A new quasiparticle lurks in semiconductors
Electrons and holes gang up to act like a single particle dubbed a collexon
There’s a new clique among quantum particles in a semiconductor.
Electrons and positively charged holes in the material’s atomic lattice band together to create a tight-knit posse dubbed a collexon, researchers report July 26 in Communications Physics. This new class of quasiparticle — a quantum clan that acts like a single subatomic particle — could help researchers better understand semiconductors, which are essential to most modern electronics.
The collexon is similar to a quasiparticle known as an exciton, a pairing of an electron and a hole (SN: 5/17/14, p. 5). While these pairs go it alone in excitons, electron-hole duos in collexons join forces with the surrounding sea of electrons, Christian Nenstiel, a physicist at the Technical University of Berlin, and colleagues report.

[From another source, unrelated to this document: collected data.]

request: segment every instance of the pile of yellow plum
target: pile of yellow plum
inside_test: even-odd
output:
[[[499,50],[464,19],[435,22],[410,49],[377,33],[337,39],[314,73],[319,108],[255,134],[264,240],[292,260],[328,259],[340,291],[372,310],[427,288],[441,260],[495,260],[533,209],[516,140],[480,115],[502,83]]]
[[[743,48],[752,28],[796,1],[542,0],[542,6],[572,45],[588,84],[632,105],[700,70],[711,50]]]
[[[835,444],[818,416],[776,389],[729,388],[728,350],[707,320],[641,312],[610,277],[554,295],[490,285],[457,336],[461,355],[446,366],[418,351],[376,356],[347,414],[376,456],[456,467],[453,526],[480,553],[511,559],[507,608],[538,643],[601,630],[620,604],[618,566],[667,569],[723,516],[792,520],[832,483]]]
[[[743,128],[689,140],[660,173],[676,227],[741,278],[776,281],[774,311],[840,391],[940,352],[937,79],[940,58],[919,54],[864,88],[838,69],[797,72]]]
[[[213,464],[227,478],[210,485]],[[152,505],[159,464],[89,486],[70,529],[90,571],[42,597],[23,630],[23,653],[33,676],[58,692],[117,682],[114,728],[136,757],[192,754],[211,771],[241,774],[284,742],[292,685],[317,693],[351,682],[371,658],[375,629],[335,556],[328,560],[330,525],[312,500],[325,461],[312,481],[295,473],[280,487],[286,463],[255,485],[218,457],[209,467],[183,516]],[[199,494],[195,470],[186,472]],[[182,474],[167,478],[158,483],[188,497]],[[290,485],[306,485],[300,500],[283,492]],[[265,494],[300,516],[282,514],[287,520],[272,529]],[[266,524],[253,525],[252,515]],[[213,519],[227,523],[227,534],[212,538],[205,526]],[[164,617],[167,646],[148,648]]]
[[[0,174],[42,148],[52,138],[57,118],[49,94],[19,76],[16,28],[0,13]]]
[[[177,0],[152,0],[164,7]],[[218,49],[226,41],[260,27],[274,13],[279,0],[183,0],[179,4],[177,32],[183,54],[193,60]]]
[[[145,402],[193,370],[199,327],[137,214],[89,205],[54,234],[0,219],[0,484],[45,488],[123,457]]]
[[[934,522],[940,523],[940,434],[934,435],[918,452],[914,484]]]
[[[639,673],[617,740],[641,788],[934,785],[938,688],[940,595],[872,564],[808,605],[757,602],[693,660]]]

The researchers made this discovery when they inserted germanium atoms into a gallium nitride semiconductor, and zapped the material with a laser to see how it emits light. In similar experiments, emissions from excitons faded as the number of impurities, such as the germanium atoms, increased. But this time, at high concentrations of the introduced atoms, light shone at different wavelengths than seen with the excitons. The team deduced that large numbers of wandering electrons, introduced by the germanium, helped stabilize excitons to form the new type of quasiparticle.
It’s too early to predict applications, says study coauthor Gordon Callsen of the École Polytechnique Fédérale de Lausanne in Switzerland. The discovery instead suggests that researchers underestimate interactions among ensembles of particles in semiconductors. “Lots of interesting physics is still waiting for us,” he says.